Dans le message pour la prochaine Journée mondiale missionnaire, j’ai voulu rappeler que la foi est un don qu’il faut accueillir dans son cœur et dans sa vie, et dont il faut toujours rendre grâce au Seigneur. Mais la foi est donnée pour être partagée ; un talent offert pour porter du fruit ; une lumière qu’il est interdit de garder cachée. La foi est le don le plus important qui nous a été fait dans la vie : nous ne pouvons pas le garder uniquement pour nous ! « Tous... ont le droit de connaître la valeur de ce don et d’y accéder », dit Jean-Paul II dans l’encyclique Redemptoris missio (n. 11). Le Serviteur de Dieu Paul VI, en réaffirmant la priorité de l’évangélisation, disait : « Les hommes pourront se sauver aussi par d’autres chemins, grâce à la miséricorde de Dieu, même si nous ne leur annonçons pas l’Évangile ; mais nous, pouvons-nous nous sauver si par négligence, par peur, par honte ou par suite d’idées fausses nous omettons de l’annoncer ? » (Exhort. ap.
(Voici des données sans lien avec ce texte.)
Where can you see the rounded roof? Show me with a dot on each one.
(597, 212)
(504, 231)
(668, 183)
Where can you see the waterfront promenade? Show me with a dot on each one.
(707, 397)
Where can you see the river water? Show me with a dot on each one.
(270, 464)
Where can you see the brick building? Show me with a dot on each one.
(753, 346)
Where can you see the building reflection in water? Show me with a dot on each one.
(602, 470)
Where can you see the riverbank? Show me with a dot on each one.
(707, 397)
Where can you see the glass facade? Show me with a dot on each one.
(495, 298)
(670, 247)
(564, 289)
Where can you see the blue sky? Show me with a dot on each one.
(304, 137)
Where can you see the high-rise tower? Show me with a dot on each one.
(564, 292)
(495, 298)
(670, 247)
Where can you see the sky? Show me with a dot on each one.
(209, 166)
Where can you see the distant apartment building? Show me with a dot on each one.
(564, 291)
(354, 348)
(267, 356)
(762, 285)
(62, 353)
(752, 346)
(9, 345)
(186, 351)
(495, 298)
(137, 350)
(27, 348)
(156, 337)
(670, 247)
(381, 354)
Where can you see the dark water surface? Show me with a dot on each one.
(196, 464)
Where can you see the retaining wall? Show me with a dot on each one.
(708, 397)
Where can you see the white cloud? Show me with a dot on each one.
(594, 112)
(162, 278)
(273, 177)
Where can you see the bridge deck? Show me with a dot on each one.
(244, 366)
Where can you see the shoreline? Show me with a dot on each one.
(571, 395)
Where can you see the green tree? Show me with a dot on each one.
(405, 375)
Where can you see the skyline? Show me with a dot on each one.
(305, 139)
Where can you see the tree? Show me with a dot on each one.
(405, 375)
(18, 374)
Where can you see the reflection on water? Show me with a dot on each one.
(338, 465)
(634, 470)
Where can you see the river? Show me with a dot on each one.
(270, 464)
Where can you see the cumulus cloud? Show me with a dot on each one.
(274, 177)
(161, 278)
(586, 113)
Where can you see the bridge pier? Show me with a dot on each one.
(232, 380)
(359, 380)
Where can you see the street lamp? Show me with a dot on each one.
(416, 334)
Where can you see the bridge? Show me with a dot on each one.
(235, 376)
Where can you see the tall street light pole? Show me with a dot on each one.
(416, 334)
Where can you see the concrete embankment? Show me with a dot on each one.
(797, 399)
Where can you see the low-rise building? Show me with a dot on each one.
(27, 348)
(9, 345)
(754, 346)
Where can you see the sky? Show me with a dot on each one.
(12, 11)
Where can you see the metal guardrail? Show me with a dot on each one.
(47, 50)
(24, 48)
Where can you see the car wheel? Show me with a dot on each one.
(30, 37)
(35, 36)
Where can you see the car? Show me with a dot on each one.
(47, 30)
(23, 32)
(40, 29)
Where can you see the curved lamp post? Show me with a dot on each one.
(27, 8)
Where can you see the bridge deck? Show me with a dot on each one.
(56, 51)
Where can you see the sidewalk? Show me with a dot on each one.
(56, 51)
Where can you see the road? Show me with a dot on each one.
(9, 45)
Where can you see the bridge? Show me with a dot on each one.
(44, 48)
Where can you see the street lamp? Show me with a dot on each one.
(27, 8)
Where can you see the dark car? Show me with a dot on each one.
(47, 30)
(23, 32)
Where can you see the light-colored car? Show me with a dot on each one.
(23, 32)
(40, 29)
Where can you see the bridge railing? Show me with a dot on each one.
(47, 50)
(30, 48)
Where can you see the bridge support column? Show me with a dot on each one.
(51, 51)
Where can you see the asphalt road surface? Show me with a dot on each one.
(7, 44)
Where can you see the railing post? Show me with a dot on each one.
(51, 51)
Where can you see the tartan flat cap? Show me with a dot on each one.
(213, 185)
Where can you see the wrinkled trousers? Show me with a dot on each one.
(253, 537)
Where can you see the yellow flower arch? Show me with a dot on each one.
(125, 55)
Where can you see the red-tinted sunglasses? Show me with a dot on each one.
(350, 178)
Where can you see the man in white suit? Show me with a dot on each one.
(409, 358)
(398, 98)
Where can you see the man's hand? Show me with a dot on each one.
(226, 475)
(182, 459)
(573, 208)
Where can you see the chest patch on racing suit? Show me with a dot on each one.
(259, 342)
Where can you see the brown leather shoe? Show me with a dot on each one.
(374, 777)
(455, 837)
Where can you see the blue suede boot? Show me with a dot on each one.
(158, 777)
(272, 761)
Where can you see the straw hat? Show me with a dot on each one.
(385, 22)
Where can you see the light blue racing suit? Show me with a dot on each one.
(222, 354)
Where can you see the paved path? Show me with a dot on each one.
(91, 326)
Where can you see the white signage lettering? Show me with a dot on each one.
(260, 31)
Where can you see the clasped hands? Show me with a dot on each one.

Evangelii nuntiandi, n. 80). Ces questions résonnent dans notre cœur comme un appel à écouter l’absolue priorité de la tâche de l’évangélisation. Chers frères, je vous confie ainsi que vos communautés à la Très Sainte Vierge Marie, première disciple du Seigneur et première évangélisatrice, ayant donné au monde le Verbe de Dieu fait chair. Qu’Elle, Étoile de l’Évangélisation, oriente toujours vos pas. C’est à cette fin que je vous donne la Bénédiction apostolique.